Manastır'ın ortasında var bir çeşme
Aman çeşme canım çeşme
Manastır kızları hepsi de seçme

Biz çalar oynarız

Manastır'ın ortasında var bir pınar
Aman pınar canım pınar
Manastır kızları hepsi de çınar

Biz çalar oynarız"




     Eski vakitlerdeki önemi ve durumu hakkında edecek lafım yok ama günümüzde bir numarası kalmamış bu çeşme ve havuzun.

     Çeşme ve havuzun ardındaki köprüyü geçip sağa dönünce biraz aşağıda şehir pazarı var. Not etmişim, size aktarmamak olmaz, domatesin kilosu 20 MKD.

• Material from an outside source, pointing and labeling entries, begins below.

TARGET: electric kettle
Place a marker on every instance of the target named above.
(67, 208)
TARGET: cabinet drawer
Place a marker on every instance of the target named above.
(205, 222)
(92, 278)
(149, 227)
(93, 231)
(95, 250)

     Sıra geldi sonra değineceğim dediğim kablosuz ağ kaynağına. Tren garının tam karşısında Puknik (Piknik demek sanırım) gibi bir isme sahip çay bahçesinden bozma, düğün salonu olarak da kullanılabilen bir açık hava mekanı var. Şansıma kapalı bölümünde düğün vardı. Yöresel danslara olan merakımdan ötürü kapalı alanın hemen önündeki masaya oturdum. Yine + 60 yaş ortalamasına sahip olduğunu düşündüğüm yaşlı bir populasyon var. (Buralarda neden hep yaşlı insanlar var ?) Söylemeden edemeyeceğim giyimleri çok Avrupai. Zevkli bir dans icra ediyorlar içeride. Halay desem halay değil, karşılama desem hiç değil. Ama müziği ve figürleri çok eğlenceli. Enstrüman olarak klavye ve akordiyon var. Halka şeklindeki gruptan sırası ile birer kişi ortaya geçiyor ve elinde kırmızı mendil ile çeşitli figürler sergiliyor. Herkes yeteneğini konuştururken halkanın geri kalanı da ortadakinin yaptığını yapmaya çalışıyorlar. Mekanda fiyatlar çok ama çok uygun. Bira 50 MKD. Emirhan’ın gitmeden önce sıkı sıkı tembihlediği “baked chese” 80 MKD. Siparişlerimi beklerken birikmiş notlarımı yazma vakti.



     Baked chese sipariş edince toprak çömlekte peynirli bir ürün beklerken mantar ızgara geldi önüme. “Yan masadan mı acaba ?” diye düşündüm ve kabul ettim. Benim peynirli yemek gelmeyince de bi güzel gömdüm. Biranın yanında da çok iyi gidiyor, haberiniz ola. Garsona siparişimi sorunca “Geldi ya.” Demesin mi. Siparişler karışmış anlaşılan. Neyse, nazar boncuğu olsun.

     Bu arada Balkanların güney sınırına yakın olduğumdan mıdır bilinmez mükemmel bir hava var.

     Şehir küçük olduğu için tramvay ya da metro ulaşımı yok. Sadece küçük dolmuşlar gözüme çarptı.

     İnsanlar tokalaştıktan sonra sadece sağ yanaklarını değdiriyorlar. Bayramlarda yüzümüzü yıkamışa çeviren teyzeleri düşünüce mantıklı geliyor bu gelenek. Türkiye’de olsa en azından yüzümüzün bir yarısını ıslattırmış oluruz. Sol taraf temiz kalacak.

     Tren vakti geldiği için istasyona geri geldim. Sonunda günlerden pazar olmasına rağmen görevli bir şahıs buldum. Yarım yamalak bir dil ile Türk olduğumu deyince “Extra Turco” gibi bir şey dedi. “Süper Türk” demekmiş. Tatlı bir tebessüm ile teşekkürlerimi bildirdim.



     1900lü yılların başına büyük kentler arası ulaşımın sadece trenle olduğu düşünürsek Mustafa Kemal kaç kere arşınladı acaba bu kaldırımları ? Bugün ne kadar da ortak anılar yaşadım kendisi ile. Ne mutlu bana bu imkana sahip olduğum ve gezme arzusunu bir an olsun içimden atamadığım için... Müteşekkirim herkese ve sizlere.

     Sonunda trenin hareket saati geldi çattı.

     Trenin içi tahmin edebileceğinizden daha pis. İnsan bi temizler değil mi ama ? Günün yorgunluğu sebebi ile koltukta sızıverdim. İnsan seslerine uyanınca tek başıma tüm kompartımanı işgal ettiğimin farkına vardım ve paylaşımcı ruhuma engel olamadım yine.

     Üsküp’e doğru yol alırken kondüktör geldi ve biletime tarihi işledi. Hani Latin alfabesi olunca tarih yazmıyorlardı ? Hani onlardandık ? Ya da onlar bizdendi ? Boşu boşuna biletten bir günü heba ettik iyi mi ? Tekrar gün hesaplaması yapmam gerekecek anlaşılan. Her neyse. Üsküp’te görüşürüz.

     Haydiiii....

     La revedere !

2 yorum :

  1. Balkanlar'ı okuyayım derken Atatürk hakkındaki düşünceleriniz, sözleriniz duygulandırdı beni. Ne mutlu ki sizin gibi gençlerimiz var.